Pozdrawiam wszystkich i przyglądając się poszczególnym Waszym efektom - podziwiam
-
Witaj nobooody!!
Dobrze, że trafiłaś na to forum, tu jest tyle fajnych osób, dzięki którym uda Ci się walczyć ze zbędnymi kiloskami
Trzymam kciuki za Ciebie! Napisz jaką stosujesz dietę, ile masz lat
Będziemy wspierać jak się da!!
Pozdrawiam serdecznie
marisal
-
Mam 22 lata
A co do diety to staram się nie przekraczać 1000 kcal dziennie, ale to wszystko jest tak "na oko", bo nie mam żadnej wagi do żywności - studenckie zaopatrzenie kuchni na stancji :P
-
badz wytrwala a waga napewno sie ruszy
-
dokładnie tak trzymaj sie diety i ćwiczeń a waga ruszy
po prostu organizm musi się przyzwyczaić do nowej wagi, bo już troszkę schudłaś, to normalne, ze co jakiś czas waga sie zatrzymuje, musisz to cierpliwie przeczekać i bedzie ok
jak tez nie ważę niczego, tylko na oko, bo nie mam wagi, ale jakoś zawsze chudłam bez ważenia produktów
powodzenia
-
też myśle,że ruszy!! troche wiary w siebie!!:P i mało tłustych rzeczy ;p
-
Właśnie wróciłam z 20 minutowego biegania (wiem, że na razie malutko, ale ja nigdy nie lubiłam biegać, więc zaczynam stopniowo zwiększać ), ale coś czuję, że po tym weekendzie to waga może ruszyć, ale co najwyżej w górę, bo zawsze jak przyjeżdżam do domu to mi się bardziej jeść chce
Dzięki za słowa wsparcia. Powoli uczę się poruszać po tym forum
-
Nobody Witaj nie załamuj się tym chwilowym brakiem utraty wagi , ona ruszy w dół zobaczysz tak jest zawsze że stanie i dużo wtedy ludzi się podłamuje i zaczyna jeść. Ty tego nie rób ona ruszy Ja miałam to samo i polecam sprawdzanie wagi raz na dwa tygodnie .Ja się ważylam co dzień i za dużo oczekiwałam przestałam to robić, wagę sprawdzam co dwa tygodnie POZDRAWIAM
-
Ja wagę sprawdzam co tydzień, jak przyjeżdżam do domu, bo na stancji takiego urządzenia nie posiadam.

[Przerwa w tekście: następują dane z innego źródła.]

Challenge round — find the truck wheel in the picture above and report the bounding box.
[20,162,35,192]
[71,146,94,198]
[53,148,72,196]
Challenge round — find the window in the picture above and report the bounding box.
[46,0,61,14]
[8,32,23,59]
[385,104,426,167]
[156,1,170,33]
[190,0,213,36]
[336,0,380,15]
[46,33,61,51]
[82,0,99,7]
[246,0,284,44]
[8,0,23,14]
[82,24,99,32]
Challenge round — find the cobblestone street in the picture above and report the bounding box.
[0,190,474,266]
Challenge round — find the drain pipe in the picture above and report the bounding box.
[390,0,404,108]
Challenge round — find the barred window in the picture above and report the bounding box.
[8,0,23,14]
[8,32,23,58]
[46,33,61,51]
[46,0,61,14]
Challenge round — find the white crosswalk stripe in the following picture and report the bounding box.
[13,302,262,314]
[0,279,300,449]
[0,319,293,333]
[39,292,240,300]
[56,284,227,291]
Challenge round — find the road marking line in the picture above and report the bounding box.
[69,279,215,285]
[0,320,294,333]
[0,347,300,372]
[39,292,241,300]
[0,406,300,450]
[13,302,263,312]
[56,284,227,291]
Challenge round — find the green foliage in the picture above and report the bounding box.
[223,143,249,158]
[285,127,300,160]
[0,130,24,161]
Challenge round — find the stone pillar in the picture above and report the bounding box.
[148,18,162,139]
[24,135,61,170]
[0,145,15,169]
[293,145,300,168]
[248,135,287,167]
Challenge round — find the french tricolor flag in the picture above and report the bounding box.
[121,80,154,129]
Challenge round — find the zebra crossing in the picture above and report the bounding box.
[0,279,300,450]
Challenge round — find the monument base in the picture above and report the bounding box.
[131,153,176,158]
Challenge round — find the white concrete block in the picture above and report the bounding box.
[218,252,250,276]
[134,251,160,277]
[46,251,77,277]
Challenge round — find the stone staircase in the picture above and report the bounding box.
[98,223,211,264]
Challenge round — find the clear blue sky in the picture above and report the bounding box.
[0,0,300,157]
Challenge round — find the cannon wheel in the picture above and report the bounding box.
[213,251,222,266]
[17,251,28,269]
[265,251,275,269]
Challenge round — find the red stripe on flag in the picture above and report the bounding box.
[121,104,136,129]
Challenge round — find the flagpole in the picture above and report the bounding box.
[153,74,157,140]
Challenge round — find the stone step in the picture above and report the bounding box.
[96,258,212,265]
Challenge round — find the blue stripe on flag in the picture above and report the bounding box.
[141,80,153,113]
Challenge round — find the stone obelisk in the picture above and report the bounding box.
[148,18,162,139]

I całe szczęście, bo pewnie jakbym miała to bym na niej nocowała
-
a ja sie z wami nie zgodzę. nawet ostatnio wyczytałam to też w gazecie, ale niewazne, ja wiem po sobie
otóż chodzi mi o ważenie się kiedyś mowili o tym,że nie wolno często,że wystarczy raz w tyg, ale ja wiem,po swoim przypadku,że o to chodzi by wazyć się co rano. max co dwa dni.. chodzi o to by się kontrolować... jak wazyłam się rzadko, to od jednego do drugiego ważenia żarłam, a potem, jak stanęłam na wadze, to żałowałam całego minionego tygodnia, a jak to robię co dzień, to widze te różnice 0,5 kg [to zależy czy coś się piło, czy jadło przed chwilą,wiec to mnie nie rusza] i się pilnuję. czasem waże się nawet wieczorem, by skarcić się ,że np zjadłam ciasto czy coś,ale oczywiście trzeba do tego też podejśc z dystansem, bo jak mam się załamywac przy każdym 0,5kg mniej lub więcej to sorry.. problem pojawia się jak jest różnica kg w ciągu dwóch dni...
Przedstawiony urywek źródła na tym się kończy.